Phosphodiesterase 3A (PDE3A) is a major regulator of cAMP in cardiomyocytes. PDE3 inhibitors are used for acute treatment of congestive heart failure, but are associated with increased incidence of arrhythmias and sudden death with long-term use. We previously reported that chronic PDE3A downregulation or inhibition induced myocyte apoptosis in vitro. However, the cardiac protective effect of PDE3A has not been demonstrated in vivo in disease models. In this study, we examined the role of PDE3A in regulating myocardial function and survival in vivo using genetically engineered transgenic mice with myocardial overexpression of the PDE3A1 isozyme (TG). TG mice have reduced cardiac function characterized by reduced heart rate and ejection fraction (52.5±7.8% vs. 83.9±4.7%) as well as compensatory expansion of left ventricular diameter (4.19±0.19mm vs. 3.10±0.18mm). However, there was no maladaptive increase of fibrosis and apoptosis in TG hearts compared to wild type (WT) hearts, and the survival rates also remained the same. The diminution of cardiac contractile function is very likely attributed to a decrease in beta-adrenergic receptor (β-AR) response in TG mice. Importantly, the myocardial infarct size (4.0±1.8% vs. 24.6±3.8%) and apoptotic cell number (1.3±1.0% vs. 5.6±1.5%) induced by ischemia/reperfusion (I/R) injury were significantly attenuated in TG mice. This was associated with decreased expression of inducible cAMP early repressor (ICER) and increased expression of anti-apoptotic protein BCL-2. To further verify the anti-apoptotic effects of PDE3A1, we performed in vitro apoptosis study in isolated adult TG and WT cardiomyocytes. We found that the apoptotic rates stimulated by hypoxia/reoxygenation or H2O2 were indeed significantly reduced in TG myocytes, and the differences between TG and WT myocytes were completely reversed in the presence of the PDE3 inhibitor milrinone. These together indicate that PDE3A1 negatively regulates β-AR signaling and protects against I/R injury by inhibiting cardiomyocyte apoptosis.

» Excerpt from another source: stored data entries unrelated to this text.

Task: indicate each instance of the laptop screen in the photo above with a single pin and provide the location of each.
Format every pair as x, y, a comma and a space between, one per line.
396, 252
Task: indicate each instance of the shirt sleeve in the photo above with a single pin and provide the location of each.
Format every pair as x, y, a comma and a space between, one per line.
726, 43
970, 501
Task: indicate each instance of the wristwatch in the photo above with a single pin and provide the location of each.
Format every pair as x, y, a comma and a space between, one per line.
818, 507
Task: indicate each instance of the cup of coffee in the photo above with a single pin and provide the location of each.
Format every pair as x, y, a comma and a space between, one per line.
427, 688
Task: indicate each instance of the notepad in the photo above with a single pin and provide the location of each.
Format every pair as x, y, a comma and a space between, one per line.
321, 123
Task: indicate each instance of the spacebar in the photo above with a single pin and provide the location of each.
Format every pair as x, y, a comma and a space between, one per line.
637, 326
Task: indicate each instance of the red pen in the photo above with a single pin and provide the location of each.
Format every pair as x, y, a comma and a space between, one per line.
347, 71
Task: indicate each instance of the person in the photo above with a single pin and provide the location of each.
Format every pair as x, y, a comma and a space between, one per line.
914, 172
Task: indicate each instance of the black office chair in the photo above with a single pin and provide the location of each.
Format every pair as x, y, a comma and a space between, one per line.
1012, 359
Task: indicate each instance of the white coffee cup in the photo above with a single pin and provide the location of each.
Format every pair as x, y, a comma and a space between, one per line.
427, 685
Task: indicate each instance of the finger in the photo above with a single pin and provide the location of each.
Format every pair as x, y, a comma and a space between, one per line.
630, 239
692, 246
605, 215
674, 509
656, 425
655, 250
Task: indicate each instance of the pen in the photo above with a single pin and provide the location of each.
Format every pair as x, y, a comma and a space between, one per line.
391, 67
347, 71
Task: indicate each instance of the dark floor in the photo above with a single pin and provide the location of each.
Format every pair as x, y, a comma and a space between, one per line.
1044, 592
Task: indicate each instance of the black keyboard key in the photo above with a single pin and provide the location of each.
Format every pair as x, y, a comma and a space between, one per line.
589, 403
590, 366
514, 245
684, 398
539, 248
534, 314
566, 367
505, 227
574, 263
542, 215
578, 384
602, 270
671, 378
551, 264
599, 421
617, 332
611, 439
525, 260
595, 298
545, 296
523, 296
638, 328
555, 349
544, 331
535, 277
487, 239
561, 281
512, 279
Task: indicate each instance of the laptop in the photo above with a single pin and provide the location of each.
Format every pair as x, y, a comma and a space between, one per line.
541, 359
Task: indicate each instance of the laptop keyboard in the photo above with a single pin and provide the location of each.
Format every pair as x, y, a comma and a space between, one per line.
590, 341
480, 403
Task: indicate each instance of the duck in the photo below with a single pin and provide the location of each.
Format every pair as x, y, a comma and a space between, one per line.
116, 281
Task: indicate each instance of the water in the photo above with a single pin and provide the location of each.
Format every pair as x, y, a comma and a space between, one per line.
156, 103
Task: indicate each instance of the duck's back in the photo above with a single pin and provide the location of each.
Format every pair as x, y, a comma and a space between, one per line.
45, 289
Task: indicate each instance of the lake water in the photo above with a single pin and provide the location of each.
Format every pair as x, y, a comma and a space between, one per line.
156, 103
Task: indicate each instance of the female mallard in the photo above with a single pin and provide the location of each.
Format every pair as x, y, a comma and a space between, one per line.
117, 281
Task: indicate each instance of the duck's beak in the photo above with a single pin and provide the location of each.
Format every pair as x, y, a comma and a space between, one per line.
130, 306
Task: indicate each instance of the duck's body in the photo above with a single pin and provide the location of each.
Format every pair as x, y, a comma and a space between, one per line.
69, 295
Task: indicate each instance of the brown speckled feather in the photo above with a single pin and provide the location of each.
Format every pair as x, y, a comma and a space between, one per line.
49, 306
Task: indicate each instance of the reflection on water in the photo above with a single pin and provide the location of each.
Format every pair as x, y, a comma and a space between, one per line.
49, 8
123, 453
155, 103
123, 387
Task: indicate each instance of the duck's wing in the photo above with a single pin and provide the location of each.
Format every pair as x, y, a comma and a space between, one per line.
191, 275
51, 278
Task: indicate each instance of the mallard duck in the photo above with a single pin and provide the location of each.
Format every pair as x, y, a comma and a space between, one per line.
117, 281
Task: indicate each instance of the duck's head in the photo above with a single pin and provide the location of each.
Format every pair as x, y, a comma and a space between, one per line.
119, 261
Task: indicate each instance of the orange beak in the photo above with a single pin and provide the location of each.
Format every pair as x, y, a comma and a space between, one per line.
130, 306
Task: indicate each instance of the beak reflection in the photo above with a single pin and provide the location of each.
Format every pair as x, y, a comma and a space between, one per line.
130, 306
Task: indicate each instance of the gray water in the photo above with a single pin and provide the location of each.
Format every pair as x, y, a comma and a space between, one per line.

磷酸二酯酶 3A(PDE3A)是心肌细胞中环磷酸腺苷(cAMP)的主要调节剂。PDE3 抑制剂用于充血性心力衰竭的急性治疗,但长期使用与心律失常和猝死发生率增加有关。我们之前报道过,慢性 PDE3A 下调或抑制会诱导体外心肌细胞凋亡。然而,在疾病模型中,PDE3A 在体内对心脏的保护作用尚未得到证实。在这项研究中,我们使用心肌过表达 PDE3A1 同工型的基因工程转基因小鼠(TG),研究 PDE3A 在体内调节心肌功能和存活中的作用。TG 小鼠的心脏功能降低,表现为心率和射血分数降低(52.5±7.8% vs. 83.9±4.7%),以及左心室直径代偿性扩张(4.19±0.19mm vs. 3.10±0.18mm)。然而,与野生型(WT)心脏相比,TG 心脏没有适应性增加纤维化和凋亡,存活率也保持不变。心脏收缩功能的降低很可能归因于 TG 小鼠β-肾上腺素能受体(β-AR)反应的下降。重要的是,缺血/再灌注(I/R)损伤引起的心肌梗死面积(4.0±1.8% vs. 24.6±3.8%)和凋亡细胞数(1.3±1.0% vs. 5.6±1.5%)在 TG 小鼠中明显减轻。这与诱导型 cAMP 早期阻遏物(ICER)的表达减少和抗凋亡蛋白 BCL-2 的表达增加有关。为了进一步验证 PDE3A1 的抗凋亡作用,我们在分离的成年 TG 和 WT 心肌细胞中进行了体外凋亡研究。我们发现,缺氧/复氧或 H2O2 刺激的凋亡率在 TG 心肌细胞中确实明显降低,而在 PDE3 抑制剂米力农存在的情况下,TG 和 WT 心肌细胞之间的差异完全逆转。这些结果表明,PDE3A1 通过负调控β-AR 信号转导和抑制心肌细胞凋亡来保护 I/R 损伤。